Traditionally, only a small proportion of oncology drugs make it from phase 1 to commercialization. And biopharmaceutical companies continue to face significant challenges in understanding how new oncology drug approvals impact treatment patterns and market share. To address such hurdles, Oracle recently launched CancerMPact Treatment Architecture Trends (PDF overview here), a resource that aims to address this issue by providing a cloud-based service that analyzes historical and global cancer treatment data.

In this following Q&A session, Chris Boone, Ph.D., GVP of Research Services at Oracle Life Sciences, explains how the tool helps companies visualize drug uptake over time, develop go-to-market strategies, prescribing behavior of physicians and identify unmet medications Capture medical needs and access valuable outcomes data to improve strategic planning in oncology. In the interview, he shares how the tool can provide important insights into evolving treatment paradigms, such as rapidly switching from crizotinib to alectinib, and how this information can be used to accelerate the development of more effective cancer therapies.

Can you talk more about how the CancerMPact Treatment Architecture Trends specifically help biopharma companies quantify the impact of new drug approvals?

Chris Boone, Ph.D.

Chris Boone, Ph.D.

Boone: Drug approvals are a key driver of market share in oncology, and it is complex to accurately predict how past and current approvals may impact the market. CancerMPact Treatment Architecture Trends helps address this issue by providing a robust analytical framework that allows companies to visualize how past medication adherence has evolved over time. It provides insights into how different types of physicians and in different treatment settings have historically introduced new treatments when they were available. By analyzing historical and current data, the tool allows companies to look at analogous situations that can shed light on how future drug approvals will change treatment paradigms, giving them a clearer understanding of potential impact on market share.

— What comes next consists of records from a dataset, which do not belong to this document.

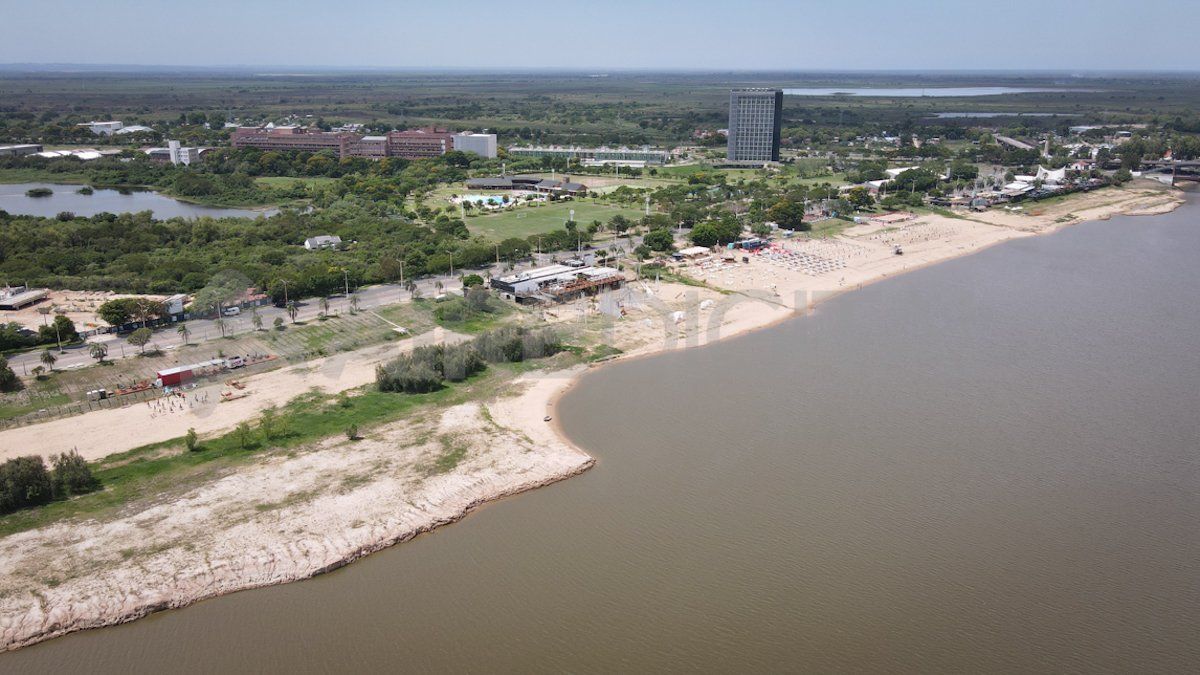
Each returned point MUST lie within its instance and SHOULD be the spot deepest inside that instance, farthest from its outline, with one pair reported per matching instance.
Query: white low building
(103, 127)
(323, 242)
(483, 144)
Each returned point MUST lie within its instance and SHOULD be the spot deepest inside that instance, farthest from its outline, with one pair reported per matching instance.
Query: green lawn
(523, 221)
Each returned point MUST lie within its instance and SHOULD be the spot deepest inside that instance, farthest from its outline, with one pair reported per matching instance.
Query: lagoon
(103, 199)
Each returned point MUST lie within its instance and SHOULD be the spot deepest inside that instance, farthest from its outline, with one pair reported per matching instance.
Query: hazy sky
(796, 35)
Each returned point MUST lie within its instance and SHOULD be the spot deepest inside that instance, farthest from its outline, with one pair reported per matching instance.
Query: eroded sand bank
(295, 514)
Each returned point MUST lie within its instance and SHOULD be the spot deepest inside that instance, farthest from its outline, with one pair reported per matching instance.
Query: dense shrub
(71, 476)
(24, 482)
(9, 380)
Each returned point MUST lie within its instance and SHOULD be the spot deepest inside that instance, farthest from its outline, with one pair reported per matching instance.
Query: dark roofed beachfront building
(531, 183)
(755, 125)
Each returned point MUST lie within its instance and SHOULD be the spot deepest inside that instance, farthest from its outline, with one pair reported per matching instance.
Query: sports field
(523, 221)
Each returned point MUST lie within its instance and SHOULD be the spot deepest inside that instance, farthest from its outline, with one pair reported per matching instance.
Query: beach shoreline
(511, 448)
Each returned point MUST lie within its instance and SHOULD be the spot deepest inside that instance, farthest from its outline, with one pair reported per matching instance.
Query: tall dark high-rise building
(755, 118)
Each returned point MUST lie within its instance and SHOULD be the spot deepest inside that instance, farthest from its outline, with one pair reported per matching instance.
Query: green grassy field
(525, 221)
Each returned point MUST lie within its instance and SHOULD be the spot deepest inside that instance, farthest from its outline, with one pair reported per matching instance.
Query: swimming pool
(495, 199)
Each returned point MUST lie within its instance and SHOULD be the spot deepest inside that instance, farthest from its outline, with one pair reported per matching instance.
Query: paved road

Can you provide a specific example of how a pharmaceutical company could use the historical data within Treatment Architecture Trends to develop a go-to-market strategy for a new oncology drug?

Boone: Understanding standard of care (SoC) evolution is critical to designing an effective go-to-market strategy. By leveraging historical data from Treatment Architecture Trends, pharmaceutical companies can assess how past drug introductions have changed treatment patterns across different lines of therapy and apply these insights to their current situation. A prime example is the rapid replacement of crizotinib with alectinib in the first-line treatment of ALK+ non-small cell lung cancer (NSCLC) in 2017-2018 as a result of alectinib approval. This event highlights not only how quickly the SoC can change, but also the differences in adoption, duration of therapy, and top market share between regions, such as the US and Japan. Additionally, treatment architecture trends help determine which specialists have prescribed specific therapies, for example when comparing the use of hormonal treatments (such as abiraterone vs. enzalutamide), which may differ between urologists and oncologists. These insights allow companies to refine their marketing, targeting and rollout strategies for greater impact.

How can CancerMPact treatment architecture trends be leveraged beyond market analysis and strategic planning to improve patient outcomes or accelerate drug development?

Boone: Treatment Architecture Trends' strength lies in its ability to provide rapid and contextual market analysis while allowing companies to pressure test insights across different tumor types and geographies. By understanding how new therapies have been adopted into clinical practice, companies can better anticipate analogous changes in future treatments. In addition, the tool enables the assessment of unmet needs and gaps in existing treatment plans based on an analysis of the historical use of chemotherapy, immunotherapy and targeted therapies – which in turn can serve as the basis for drug development plans in biopharmaceutical companies to advance drug development in these areas in turn would improve patient outcomes.

Can you elaborate on the “outcomes data” that Treatment Architecture Trends provides?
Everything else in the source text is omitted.